昨日、『タイヤ館』に14インチのスノウタイヤを問い合わせると、
雪の多い地方から順番なので、入荷は来年になるとのことだった。
急な寒気団の襲来で、タイヤのはめ替えも予約で一杯らしい。
 
私は自分の車を運転するのが好きだ。通勤時間でさえ至福の時なの
に、羽根をもがれた気がする。滋賀県南部は比較的雪の少ない地域
だが、天気予報どおり今日は大雪になった。


20数年前のちょうど今頃、私は雪の降る夜の函館にいた。

初めて見る北海道の雪の結晶の大きさと量に驚いた。
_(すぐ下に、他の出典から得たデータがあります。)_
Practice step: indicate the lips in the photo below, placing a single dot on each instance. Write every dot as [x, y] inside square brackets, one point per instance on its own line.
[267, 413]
これなら、
すぐに積もるのも無理ないなと思った。

函館山からは、視界を遮る雪を除けば観光ポスターと同じ夜景が
拡がっていた。私は遠く日本海に見える漁り火よりも寂しかった。

街へ下りて『創園』という喫茶店に入った。薄暗い店内には誰も居
なかったような気がする。壁を覆い尽くす巨大なスピーカーから流
れる圧倒的な音量が、そこの空気だった。

曲の是非を考える間なく、呼吸するように耳に入るのだから仕方な
い。演奏者の息づかいまで聞こえるサックスとピアノの静かな曲に、
一層気分が滅入った。本当に哀しい時は涙も出ないのだと思った。


夜半、時折走る車のタイヤの音で、道路の凍てつき加減が分かる。

何年か振りにあの日落ち込んだ曲を聴いてみた。ARCHIE SHEPPと
DOLLAR BRAND のCD「DUET」に、昔の気持ちを思い起こす。

この永い歳月の間に、多くの人と巡り会った。子供にも恵まれたし
師となる人にも出会えた。お蔭で今の私がいる。あんなに落ち込む
こともなかったと思えるのも、若かった自分の弱さが見えるからだ。